Figures & data
Figure 1 Structure of class IA PI3K. Class IA PI3Ks are heterodimers consisting of p110 and p85 subunits. There are three p110 catalytic isoforms: p110α, p110β, and p110δ. The p110 isoforms share five distinct domains: an amino-terminal p85-binding domain (p85 BD), an RAS-binding domain (RAS BD), a putative membrane-binding domain (C2), the helical domain, and the carboxy-terminal kinase catalytic domain. There are also three p85 isoforms: p85α (and its splice variants p55α and p50α), p85β, and p55γ. They share three core domains, including a p110-binding domain called the inter-Src homology 2 (iSH2) domain, along with two SH2 domains. The two longer isoforms, p85α and p85β, have an SH3 domain and a BCR homology domain (BHD) located in their extended N-terminal regions.
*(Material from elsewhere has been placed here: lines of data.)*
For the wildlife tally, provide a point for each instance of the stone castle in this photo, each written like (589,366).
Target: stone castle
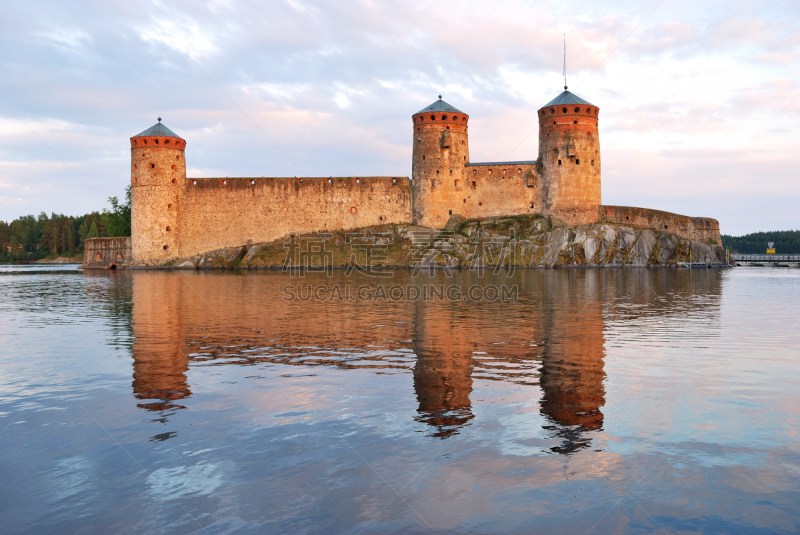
(175,217)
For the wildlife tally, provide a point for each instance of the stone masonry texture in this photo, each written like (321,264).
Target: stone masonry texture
(176,217)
Figure 2 Class I PI3K pathway. RTK activation allows p85 to interact with RTK directly or via adaptor proteins, which recruits PI3K to the membrane. On the cell membrane, inhibitory regulation of p85 to 110 is canceled, and PI3K becomes active as a kinase. Subsequently, PI3K catalyzes the conversion of PIP2 to PIP3. PTEN catalyzes the conversion of PIP3 to PIP2. PIP3 is further recognized by AKT and PDPK1. The connection of PIP3 to PDPK1 and AKT allows the physical interaction of PDPK1 and AKT, which leads to activation of AKT by phosphorylation of the T308 residue. For maximal activation of AKT, phosphorylation of the S473 residue by mTORC2 is required. AKT phosphorylates GSK3, FOXO1, MDM2, BIM, and BAD. AKT also phosphorylates and inactivates TSC2, which subsequently allows RHEB to activate mTORC1.
Table 1 Studies evaluating prognostic impact of PIK3CA mutations with recurrence-free survival (RFS) as end point
Figure 3 Difference between prognostic and predictive biomarkers.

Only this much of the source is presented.